Let's add new column of tsvector
type:
alter table sites add column tsvector tsvector;
Now let's create a trigger that will collect lexems, organize them and put to our tsvector. We will use 4 groups (A, B, C, D) -- this a special tsvector's feature that allows you to distinguish lexems later, at search time (see examples in manual https://www.postgresql.org/docs/current/static/textsearch-controls.html; unfortunately, this feature support only up to 4 groups becase developers reserved only 2 bits for that, but we are lucky here, we need only 4 groups):
create or replace function t_sites_tsvector() returns trigger as $$
declare
dic regconfig;
part_a text;
part_b text;
part_c text;
part_d text;
begin
dic := 'simple'; -- change if you need more advanced word processing (stemming, etc)
part_a := coalesce(new.doc->>'identification', '') || ' ' || coalesce(new.doc->>'title', '') || ' ' || coalesce(new.doc->>'address', '');
select into part_b string_agg(coalesce(a, ''), ' ') || ' ' || string_agg(coalesce(b, ''), ' ')
from (
select
jsonb_array_elements((new.doc->'buildings'))->>'identification',
jsonb_array_elements((new.doc->'buildings'))->>'name'
) _(a, b);
select into part_c string_agg(coalesce(c, ''), ' ')
from (
select jsonb_array_elements(b)->>'identification' from (
select jsonb_array_elements((new.doc->'buildings'))->'deposits'
) _(b)
) __(c);
select into part_d string_agg(coalesce(d, ''), ' ')
from (
select jsonb_array_elements(c)->>'sample_id'
from (
select jsonb_array_elements(b)->'audits' from (
select jsonb_array_elements((new.doc->'buildings'))->'deposits'
) _(b)
) __(c)
) ___(d);
new.tsvector := setweight(to_tsvector(dic, part_a), 'A')
|| setweight(to_tsvector(dic, part_b), 'B')
|| setweight(to_tsvector(dic, part_c), 'C')

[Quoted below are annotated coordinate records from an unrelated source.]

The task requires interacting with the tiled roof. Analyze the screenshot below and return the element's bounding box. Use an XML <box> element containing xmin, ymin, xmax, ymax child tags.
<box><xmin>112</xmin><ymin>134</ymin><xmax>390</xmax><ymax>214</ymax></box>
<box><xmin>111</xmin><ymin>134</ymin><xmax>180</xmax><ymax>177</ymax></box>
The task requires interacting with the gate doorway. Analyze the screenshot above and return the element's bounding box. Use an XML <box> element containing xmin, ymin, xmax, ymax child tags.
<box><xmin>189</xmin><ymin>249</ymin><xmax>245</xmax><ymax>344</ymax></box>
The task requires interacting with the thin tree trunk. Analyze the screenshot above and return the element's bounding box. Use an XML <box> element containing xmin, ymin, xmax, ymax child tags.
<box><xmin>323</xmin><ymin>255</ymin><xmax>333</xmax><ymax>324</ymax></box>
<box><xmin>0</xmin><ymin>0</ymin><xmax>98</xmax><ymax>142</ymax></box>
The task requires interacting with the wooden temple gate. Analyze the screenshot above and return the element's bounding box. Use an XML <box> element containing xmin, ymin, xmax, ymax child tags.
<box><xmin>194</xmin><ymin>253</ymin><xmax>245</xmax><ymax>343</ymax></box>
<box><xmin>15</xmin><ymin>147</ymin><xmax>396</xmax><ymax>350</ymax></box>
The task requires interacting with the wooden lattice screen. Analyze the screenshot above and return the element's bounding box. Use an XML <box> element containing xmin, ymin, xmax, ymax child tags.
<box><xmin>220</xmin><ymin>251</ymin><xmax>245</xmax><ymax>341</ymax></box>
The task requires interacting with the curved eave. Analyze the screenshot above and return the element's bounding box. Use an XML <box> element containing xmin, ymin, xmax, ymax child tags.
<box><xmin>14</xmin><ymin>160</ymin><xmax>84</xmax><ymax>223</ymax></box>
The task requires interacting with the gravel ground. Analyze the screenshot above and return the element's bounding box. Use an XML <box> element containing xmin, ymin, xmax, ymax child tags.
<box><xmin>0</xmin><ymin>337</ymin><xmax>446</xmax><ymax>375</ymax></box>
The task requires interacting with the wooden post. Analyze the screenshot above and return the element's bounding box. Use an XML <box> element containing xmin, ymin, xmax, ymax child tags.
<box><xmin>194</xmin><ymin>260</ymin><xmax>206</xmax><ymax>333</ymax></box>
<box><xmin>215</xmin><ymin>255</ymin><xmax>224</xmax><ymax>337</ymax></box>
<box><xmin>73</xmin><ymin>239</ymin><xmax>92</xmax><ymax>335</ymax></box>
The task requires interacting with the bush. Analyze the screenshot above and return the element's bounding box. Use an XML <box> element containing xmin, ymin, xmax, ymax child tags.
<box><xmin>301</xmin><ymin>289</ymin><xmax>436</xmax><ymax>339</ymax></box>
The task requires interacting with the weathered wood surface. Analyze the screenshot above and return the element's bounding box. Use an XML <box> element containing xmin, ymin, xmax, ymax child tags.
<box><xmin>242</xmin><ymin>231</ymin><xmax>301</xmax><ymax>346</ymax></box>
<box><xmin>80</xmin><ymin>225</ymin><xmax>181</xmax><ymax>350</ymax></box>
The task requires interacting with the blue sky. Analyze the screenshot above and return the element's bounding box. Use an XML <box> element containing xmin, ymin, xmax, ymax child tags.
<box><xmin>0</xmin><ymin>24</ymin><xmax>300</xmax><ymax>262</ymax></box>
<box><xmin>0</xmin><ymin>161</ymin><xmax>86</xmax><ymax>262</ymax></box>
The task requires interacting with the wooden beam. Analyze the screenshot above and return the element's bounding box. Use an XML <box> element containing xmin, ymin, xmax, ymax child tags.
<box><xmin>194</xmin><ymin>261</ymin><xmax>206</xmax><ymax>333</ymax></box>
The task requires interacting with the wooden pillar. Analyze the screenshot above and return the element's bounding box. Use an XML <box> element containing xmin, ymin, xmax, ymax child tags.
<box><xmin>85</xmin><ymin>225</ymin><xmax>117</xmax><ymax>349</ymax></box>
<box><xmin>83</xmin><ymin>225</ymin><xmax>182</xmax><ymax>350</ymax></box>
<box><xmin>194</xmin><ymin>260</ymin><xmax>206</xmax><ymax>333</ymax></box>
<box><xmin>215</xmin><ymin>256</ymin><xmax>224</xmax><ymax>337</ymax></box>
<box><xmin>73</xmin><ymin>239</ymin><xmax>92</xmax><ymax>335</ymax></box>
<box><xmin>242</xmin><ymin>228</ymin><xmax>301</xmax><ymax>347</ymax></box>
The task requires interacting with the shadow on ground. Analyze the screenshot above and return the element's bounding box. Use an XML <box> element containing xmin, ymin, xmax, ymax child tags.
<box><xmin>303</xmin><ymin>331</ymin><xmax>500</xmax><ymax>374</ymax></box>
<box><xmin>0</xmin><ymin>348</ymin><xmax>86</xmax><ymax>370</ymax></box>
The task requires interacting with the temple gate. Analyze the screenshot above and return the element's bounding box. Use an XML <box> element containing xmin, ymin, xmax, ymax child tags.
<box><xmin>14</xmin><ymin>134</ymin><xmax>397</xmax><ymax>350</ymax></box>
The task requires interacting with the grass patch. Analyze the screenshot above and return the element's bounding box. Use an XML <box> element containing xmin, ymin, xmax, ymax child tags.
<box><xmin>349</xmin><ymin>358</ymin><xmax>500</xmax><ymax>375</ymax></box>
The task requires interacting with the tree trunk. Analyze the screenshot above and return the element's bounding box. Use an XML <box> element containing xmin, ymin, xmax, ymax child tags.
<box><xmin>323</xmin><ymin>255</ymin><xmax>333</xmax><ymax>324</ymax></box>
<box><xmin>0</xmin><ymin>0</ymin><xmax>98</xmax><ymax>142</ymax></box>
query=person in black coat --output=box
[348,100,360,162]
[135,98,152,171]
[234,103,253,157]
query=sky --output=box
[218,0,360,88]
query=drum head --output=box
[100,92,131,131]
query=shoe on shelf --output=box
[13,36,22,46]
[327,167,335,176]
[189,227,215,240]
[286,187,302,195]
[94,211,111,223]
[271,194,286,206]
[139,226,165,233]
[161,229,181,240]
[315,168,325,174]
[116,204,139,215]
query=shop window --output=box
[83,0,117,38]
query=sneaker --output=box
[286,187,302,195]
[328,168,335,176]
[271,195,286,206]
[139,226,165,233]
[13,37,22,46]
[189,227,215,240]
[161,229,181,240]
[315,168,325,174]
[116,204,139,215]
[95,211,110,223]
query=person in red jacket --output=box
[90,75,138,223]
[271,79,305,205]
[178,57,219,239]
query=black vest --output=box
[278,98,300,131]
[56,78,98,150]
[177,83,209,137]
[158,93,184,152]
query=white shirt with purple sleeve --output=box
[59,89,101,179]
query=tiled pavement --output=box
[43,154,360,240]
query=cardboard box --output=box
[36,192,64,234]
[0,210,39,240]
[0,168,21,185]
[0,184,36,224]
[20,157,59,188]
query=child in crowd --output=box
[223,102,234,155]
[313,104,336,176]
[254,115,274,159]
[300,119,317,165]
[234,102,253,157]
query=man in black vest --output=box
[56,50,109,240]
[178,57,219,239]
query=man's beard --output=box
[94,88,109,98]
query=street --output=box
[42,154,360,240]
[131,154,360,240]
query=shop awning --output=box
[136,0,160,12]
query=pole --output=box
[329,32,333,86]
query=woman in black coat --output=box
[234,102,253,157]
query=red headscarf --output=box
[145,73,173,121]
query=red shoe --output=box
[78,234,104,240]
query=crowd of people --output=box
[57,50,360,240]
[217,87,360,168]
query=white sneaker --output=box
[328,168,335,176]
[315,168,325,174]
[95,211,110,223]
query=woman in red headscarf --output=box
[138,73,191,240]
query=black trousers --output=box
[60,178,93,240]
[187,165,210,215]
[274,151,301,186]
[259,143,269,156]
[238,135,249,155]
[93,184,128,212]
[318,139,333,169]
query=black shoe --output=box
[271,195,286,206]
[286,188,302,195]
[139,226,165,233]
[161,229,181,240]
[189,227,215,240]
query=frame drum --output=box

|| setweight(to_tsvector(dic, part_d), 'D')
;
return new;
end;
$$ language plpgsql immutable;
create trigger t_sites_tsvector
before insert or update on sites for each row execute procedure t_sites_tsvector();
^^ -- scroll it, this snippet is bigger than it looks (especially of you have MacOS w/o scrollbars...)
Now let's create GIN index to speedup search queries (makes sense if you have many rows -- say, more than hundreds or thousands):
create index i_sites_fulltext on sites using gin(tsvector);
And now we insert something to check:
insert into sites select 1, '{
"_id": "123",
"type": "Site",
"identification": "Custom ID",
"title": "SITE 1",
"address": "UK, London, Mr Tom''s street, 2",
"buildings": [
{
"uuid": "12312",
"identification": "Custom ID",
"name": "BUILDING 1",
"deposits": [
{
"uuid": "12312",
"identification": "Custom ID",
"audits": [
{
"uuid": "12312",
"sample_id": "SAMPLE ID"
}
]
}
]
}
]
}'::jsonb;
Check with select * from sites;
– you must see that tsvector
column is filled with some data.
Now let's query it:
select * from sites where tsvector @@ to_tsquery('simple', 'sample');
-- it must return our record. In this case, we search for 'sample'
word and we don't care in which group it will be found.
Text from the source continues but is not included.